Paul Sahre (pronounced say-er; born 1964) is an American graphic designer and illustrator. He has designed book covers and created numerous illustrations for The New York Times.

== Biography ==
Sahre was born in Johnson City in upstate New York, and received his BFA and MFA degrees from Kent State University. After graduating, he lived in Baltimore and worked at a small design studio Barton-Gillet before moving to New York City in 1995. He established New York City based design studio, Office of Paul Sahre, in 1997. Between 1997 and 2014, his office was located above a Dunkin' Donuts store on the corner of 6th Avenue and 14th Street in Manhattan.

Sahre's designs for book covers are well-known and includes series by the authors Rick Moody, Ernest Hemingway and Chuck Klosterman. He is a frequent contributor of illustrations to The New York Times, and designed the typeface Fur in 1994. Sahre has also provided illustrations for The Atlantic, Newsweek, and Bloomberg Businessweek. Sahre has collaborated with alternative rock band They Might Be Giants on multiple occasions; his work on their album Book earned him and the band a Grammy nomination for Best Boxed or Special Limited Edition Package.

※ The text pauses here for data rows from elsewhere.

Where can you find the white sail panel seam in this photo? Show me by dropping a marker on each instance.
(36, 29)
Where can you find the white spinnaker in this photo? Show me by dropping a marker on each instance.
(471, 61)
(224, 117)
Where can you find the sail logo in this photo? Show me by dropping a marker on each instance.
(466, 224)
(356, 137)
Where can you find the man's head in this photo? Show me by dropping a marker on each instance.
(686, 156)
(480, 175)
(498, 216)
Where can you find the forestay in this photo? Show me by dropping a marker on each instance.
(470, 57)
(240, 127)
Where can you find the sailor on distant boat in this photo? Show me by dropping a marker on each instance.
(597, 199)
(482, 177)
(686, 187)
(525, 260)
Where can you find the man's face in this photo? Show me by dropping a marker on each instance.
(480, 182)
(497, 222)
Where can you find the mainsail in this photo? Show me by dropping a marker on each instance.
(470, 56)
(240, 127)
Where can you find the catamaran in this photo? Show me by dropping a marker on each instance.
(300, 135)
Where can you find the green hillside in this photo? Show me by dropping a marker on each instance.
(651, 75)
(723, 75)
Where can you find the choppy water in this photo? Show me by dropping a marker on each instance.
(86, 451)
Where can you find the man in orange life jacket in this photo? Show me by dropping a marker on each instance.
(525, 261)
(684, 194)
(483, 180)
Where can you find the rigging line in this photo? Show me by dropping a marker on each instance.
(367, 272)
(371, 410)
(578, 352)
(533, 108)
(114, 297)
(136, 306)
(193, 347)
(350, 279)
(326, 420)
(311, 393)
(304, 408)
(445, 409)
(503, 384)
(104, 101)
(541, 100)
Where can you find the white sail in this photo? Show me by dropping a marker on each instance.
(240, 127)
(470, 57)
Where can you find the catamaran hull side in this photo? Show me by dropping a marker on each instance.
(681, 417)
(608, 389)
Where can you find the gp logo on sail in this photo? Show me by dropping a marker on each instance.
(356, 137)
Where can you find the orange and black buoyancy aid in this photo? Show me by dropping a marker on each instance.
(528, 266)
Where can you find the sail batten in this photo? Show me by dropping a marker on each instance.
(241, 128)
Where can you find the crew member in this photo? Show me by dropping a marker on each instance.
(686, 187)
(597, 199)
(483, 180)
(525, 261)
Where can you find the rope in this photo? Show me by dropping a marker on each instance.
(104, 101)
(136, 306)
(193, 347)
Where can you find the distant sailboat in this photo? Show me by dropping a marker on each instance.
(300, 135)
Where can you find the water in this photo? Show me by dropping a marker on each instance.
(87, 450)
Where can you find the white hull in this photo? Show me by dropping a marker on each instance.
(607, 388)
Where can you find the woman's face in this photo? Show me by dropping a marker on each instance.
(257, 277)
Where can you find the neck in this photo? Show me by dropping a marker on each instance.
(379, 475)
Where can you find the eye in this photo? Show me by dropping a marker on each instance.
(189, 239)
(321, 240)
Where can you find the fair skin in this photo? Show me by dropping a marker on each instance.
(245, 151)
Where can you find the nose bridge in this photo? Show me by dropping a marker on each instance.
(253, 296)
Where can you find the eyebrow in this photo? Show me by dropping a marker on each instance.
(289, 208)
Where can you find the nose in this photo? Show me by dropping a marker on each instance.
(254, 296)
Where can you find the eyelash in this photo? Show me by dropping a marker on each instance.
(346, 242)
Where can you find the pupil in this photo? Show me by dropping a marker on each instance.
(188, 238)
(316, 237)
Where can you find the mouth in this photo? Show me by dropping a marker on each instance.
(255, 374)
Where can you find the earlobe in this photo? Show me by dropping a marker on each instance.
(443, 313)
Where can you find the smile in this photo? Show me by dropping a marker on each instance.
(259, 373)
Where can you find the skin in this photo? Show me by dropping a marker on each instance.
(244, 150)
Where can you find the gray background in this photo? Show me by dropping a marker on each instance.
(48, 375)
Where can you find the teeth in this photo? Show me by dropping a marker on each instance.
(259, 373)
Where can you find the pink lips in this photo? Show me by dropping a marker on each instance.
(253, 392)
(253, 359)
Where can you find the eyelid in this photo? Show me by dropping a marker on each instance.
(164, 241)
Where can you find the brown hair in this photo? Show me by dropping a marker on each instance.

Sahre teaches graphic design at the School of Visual Arts in New York City.

==Personal life==
Sahre is married to Emily Oberman, designer and partner at Pentagram. They have two sons.

==Bibliography==
- Fresh Dialogue 1, New Voices in Graphic Design, Christoph Niemann, Nicholas Blechman, Paul Sahre, Paula Scher, Princeton Architectural Press, 2000.
- Hello World: A Life in Ham Radio, Danny Gregory, Paul Sahre, Princeton Architectural Press, 2003.
- Leisurama Now: The Beach House for Everyone 1964–, Paul Sahre, Princeton Architectural Press, 2008.
- Two-Dimensional Man: A Graphic Memoir, Abrams Press, 2017.